Determined to build a better life, Walker left her husband in 1903 and took a job as a sales agent for a St. Louis businesswoman who sold hair restoration products. Success in sales built Walker’s confidence, and in 1905, she started her own line of hair care products, specifically for African-American women. Traveling around the country, her product was met with high demand as she turned a mail-order business into a national haircare empire. In less than a decade, Walker became a self-made icon for Black women and an advocate for their economic independence. She empowered Black women through her company’s training programs—teaching them about entrepreneurship—and at the height of her business, she employed thousands of sales agents.
Walker once said, “I had to make my own living and my own opportunity!
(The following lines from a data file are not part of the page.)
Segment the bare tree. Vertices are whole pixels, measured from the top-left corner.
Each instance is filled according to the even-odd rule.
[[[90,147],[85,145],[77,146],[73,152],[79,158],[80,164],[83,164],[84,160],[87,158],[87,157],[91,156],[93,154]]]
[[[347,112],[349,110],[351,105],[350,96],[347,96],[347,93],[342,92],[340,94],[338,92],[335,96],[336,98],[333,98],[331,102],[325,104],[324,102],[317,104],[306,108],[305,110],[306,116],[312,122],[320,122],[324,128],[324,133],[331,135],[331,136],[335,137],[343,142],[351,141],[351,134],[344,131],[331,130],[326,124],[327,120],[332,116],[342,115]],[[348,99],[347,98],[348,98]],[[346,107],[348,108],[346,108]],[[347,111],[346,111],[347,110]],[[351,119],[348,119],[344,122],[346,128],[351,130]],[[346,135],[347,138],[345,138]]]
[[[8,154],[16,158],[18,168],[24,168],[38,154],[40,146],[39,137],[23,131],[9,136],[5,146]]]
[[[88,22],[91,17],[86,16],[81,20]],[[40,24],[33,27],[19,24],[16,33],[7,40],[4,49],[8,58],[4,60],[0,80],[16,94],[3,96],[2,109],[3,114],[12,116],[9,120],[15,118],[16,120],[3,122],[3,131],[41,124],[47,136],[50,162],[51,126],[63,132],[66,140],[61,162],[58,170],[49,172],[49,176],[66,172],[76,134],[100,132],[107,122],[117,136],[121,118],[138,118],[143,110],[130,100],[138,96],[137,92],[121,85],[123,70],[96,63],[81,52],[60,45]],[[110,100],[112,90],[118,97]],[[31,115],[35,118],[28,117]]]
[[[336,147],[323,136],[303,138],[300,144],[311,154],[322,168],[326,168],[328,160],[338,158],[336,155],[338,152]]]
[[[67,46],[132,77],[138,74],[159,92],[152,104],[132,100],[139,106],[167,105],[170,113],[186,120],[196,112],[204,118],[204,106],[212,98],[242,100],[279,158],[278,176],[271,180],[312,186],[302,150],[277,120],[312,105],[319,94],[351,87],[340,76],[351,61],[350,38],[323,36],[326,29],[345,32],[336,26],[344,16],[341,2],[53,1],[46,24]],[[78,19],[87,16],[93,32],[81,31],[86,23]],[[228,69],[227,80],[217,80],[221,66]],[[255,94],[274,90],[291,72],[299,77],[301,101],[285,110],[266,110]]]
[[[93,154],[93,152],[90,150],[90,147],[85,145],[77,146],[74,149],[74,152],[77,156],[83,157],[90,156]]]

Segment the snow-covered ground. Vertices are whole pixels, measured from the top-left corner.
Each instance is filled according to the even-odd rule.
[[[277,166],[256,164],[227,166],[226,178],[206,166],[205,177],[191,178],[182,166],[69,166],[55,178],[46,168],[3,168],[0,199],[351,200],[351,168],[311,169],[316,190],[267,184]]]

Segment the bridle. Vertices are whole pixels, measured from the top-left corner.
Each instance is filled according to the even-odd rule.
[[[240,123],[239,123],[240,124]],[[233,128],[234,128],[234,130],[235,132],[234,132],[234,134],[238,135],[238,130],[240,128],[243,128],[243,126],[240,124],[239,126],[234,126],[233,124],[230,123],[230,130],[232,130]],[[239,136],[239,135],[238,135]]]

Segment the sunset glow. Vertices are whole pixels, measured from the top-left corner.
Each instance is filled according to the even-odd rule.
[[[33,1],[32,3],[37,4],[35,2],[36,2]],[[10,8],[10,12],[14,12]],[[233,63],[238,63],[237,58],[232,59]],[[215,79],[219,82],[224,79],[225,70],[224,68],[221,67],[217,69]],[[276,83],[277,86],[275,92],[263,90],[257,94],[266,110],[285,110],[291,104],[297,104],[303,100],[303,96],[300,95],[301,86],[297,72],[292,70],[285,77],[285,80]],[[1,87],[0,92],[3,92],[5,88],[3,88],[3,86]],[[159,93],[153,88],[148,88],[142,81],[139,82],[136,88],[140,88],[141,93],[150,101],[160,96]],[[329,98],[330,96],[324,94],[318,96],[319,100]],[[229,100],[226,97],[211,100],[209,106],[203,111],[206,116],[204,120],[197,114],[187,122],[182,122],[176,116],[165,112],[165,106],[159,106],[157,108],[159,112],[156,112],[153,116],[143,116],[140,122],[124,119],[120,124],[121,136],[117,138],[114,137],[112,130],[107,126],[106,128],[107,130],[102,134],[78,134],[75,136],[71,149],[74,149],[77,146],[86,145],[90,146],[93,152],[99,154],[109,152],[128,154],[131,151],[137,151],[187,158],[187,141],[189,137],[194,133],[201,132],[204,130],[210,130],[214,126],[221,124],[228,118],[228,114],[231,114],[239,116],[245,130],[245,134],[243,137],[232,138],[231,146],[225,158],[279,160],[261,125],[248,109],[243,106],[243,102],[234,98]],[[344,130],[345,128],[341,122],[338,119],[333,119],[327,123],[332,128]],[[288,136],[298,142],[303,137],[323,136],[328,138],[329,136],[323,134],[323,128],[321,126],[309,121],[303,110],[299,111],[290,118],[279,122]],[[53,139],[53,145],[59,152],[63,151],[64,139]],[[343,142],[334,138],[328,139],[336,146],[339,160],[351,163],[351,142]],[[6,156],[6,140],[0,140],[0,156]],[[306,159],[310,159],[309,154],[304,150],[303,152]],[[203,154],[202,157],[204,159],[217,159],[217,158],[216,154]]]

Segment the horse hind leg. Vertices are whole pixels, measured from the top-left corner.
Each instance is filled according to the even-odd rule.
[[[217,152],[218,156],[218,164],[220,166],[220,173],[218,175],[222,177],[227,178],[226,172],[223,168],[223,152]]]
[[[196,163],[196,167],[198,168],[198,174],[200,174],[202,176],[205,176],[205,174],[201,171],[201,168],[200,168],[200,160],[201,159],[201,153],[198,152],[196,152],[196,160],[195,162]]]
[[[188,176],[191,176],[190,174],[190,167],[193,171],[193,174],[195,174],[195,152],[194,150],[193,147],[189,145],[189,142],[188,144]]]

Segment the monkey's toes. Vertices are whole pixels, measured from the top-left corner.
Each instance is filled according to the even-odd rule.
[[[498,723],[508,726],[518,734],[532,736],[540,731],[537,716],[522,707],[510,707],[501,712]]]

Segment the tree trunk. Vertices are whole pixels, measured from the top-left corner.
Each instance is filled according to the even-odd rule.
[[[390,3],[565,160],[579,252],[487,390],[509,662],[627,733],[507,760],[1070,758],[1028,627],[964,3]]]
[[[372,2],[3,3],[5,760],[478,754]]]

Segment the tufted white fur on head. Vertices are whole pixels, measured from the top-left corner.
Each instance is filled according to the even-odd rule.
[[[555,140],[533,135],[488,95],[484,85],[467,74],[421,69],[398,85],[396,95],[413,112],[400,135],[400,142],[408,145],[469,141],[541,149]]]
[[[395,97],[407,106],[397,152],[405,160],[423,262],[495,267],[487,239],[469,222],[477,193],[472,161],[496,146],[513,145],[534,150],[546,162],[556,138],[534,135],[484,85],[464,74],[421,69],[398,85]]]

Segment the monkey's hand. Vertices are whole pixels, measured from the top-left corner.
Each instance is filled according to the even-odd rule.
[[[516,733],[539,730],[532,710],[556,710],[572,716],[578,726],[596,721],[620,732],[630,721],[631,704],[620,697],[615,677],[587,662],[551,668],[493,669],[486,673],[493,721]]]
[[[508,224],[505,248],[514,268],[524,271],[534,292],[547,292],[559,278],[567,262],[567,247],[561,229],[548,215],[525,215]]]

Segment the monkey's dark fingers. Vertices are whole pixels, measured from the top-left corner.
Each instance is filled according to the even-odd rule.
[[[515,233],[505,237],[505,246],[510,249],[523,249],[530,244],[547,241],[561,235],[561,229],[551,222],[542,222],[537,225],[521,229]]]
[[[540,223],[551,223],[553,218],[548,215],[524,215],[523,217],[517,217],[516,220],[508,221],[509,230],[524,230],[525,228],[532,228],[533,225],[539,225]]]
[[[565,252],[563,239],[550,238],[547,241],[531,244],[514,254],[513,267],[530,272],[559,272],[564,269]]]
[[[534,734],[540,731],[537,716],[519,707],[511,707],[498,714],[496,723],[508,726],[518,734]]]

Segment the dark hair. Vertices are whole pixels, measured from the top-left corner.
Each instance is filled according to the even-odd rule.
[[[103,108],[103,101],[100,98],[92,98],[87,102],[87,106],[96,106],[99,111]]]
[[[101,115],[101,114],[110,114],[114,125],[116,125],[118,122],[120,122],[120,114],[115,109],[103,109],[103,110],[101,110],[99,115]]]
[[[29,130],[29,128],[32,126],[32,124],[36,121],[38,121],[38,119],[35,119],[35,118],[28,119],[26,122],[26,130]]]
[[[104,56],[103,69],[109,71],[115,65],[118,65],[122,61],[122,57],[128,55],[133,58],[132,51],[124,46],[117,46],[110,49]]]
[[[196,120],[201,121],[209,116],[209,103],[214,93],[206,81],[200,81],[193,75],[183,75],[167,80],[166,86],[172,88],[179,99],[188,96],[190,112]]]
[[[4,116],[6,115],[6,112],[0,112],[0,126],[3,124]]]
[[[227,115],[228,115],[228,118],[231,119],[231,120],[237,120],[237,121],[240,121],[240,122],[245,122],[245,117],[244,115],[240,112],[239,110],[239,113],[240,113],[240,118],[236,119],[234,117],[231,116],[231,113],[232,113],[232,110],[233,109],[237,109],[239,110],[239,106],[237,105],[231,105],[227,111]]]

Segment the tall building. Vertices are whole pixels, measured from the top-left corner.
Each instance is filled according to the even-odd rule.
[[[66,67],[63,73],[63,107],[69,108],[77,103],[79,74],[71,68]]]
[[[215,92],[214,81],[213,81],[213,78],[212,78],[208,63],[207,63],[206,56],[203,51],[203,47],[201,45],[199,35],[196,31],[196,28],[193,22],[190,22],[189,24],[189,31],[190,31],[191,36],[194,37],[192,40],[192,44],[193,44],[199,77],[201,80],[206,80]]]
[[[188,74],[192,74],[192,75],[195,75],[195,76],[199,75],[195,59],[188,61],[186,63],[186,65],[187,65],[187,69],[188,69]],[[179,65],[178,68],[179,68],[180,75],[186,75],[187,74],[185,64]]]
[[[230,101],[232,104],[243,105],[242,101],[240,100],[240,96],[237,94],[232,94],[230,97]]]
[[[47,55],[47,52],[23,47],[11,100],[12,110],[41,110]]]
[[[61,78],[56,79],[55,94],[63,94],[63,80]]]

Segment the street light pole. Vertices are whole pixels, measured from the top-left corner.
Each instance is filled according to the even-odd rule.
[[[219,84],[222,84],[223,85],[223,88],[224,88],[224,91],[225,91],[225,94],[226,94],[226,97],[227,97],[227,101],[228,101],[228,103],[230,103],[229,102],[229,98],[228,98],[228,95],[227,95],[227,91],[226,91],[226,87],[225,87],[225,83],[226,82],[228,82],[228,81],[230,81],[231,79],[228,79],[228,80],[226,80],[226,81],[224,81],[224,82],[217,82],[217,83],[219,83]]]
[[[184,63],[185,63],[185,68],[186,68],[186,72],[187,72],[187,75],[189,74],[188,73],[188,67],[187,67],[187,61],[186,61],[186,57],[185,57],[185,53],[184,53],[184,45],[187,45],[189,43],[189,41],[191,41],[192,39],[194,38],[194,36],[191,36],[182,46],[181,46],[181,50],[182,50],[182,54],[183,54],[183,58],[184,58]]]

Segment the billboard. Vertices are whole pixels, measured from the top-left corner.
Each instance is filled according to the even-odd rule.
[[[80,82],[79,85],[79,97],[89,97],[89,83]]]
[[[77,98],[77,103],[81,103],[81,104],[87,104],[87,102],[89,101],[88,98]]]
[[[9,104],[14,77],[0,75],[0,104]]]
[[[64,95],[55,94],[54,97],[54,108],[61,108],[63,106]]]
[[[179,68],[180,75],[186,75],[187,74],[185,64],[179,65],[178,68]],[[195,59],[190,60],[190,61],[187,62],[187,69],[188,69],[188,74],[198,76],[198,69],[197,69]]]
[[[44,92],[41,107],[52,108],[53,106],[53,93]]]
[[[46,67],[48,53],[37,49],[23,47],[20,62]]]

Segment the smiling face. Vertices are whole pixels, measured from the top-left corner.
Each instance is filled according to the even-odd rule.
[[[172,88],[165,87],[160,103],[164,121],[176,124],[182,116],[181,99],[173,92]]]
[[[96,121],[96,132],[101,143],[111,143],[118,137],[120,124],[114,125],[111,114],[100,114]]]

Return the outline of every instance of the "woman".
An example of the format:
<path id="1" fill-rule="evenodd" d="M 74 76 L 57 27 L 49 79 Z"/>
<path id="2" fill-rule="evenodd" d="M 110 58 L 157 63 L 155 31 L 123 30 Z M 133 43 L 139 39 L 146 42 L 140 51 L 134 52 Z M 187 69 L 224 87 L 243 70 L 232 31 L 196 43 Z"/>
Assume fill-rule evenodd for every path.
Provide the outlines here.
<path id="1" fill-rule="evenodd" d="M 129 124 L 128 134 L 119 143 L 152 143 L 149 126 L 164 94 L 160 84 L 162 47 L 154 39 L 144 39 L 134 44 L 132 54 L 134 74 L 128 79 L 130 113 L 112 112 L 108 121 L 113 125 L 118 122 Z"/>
But I made it! That is why I want to say to every Negro woman present, don’t sit down and wait for the opportunities to come. Get up and make them.”
With her generous philanthropy, Walker focused on uplifting the Black community by funding educational opportunities and historically Black institutions like Tuskegee Institute. She supported a variety of causes from her local church to African-American artists to the NAACP’s anti-lynching efforts. Through her vast philanthropic activity and hard work, Walker gave countless individuals the tools and inspiration needed to create a better life for themselves.
Oseola McCarty: A pioneer in philanthropy known for her extraordinary work ethic and humility, Oseola McCarty dropped out of school in the sixth grade to care for her ailing aunt. Instead of returning to school, she provided for her family by taking up her aunt’s work as a washerwoman and saved every penny.
“Hard work gives your life meaning,” stated McCarty. “Everyone needs to work hard at somethin’ to feel good about themselves. Every job can be done well, and every day has its satisfactions. … If you want to feel proud of yourself, you’ve got to do things you can be proud of.”
By the time she retired in 1995, she had saved $280,000. Instead of spending it on herself, she immediately gave it away. One beneficiary of her philanthropy was the University of Southern Mississippi in the amount of $150,000. McCarty funded scholarships for students in need and gave them the opportunity for an education she never had. Her gift inspired more than 600 men and women to give to the fund and triple her original endowment. The University of Southern Mississippi still presents several full-tuition McCarty scholarships to deserving students every year.
McCarty, like many philanthropists, knew that giving to others is its own joy and fulfillment. Her incredible legacy will live on and multiply through the lives of the students her gift continues to support today.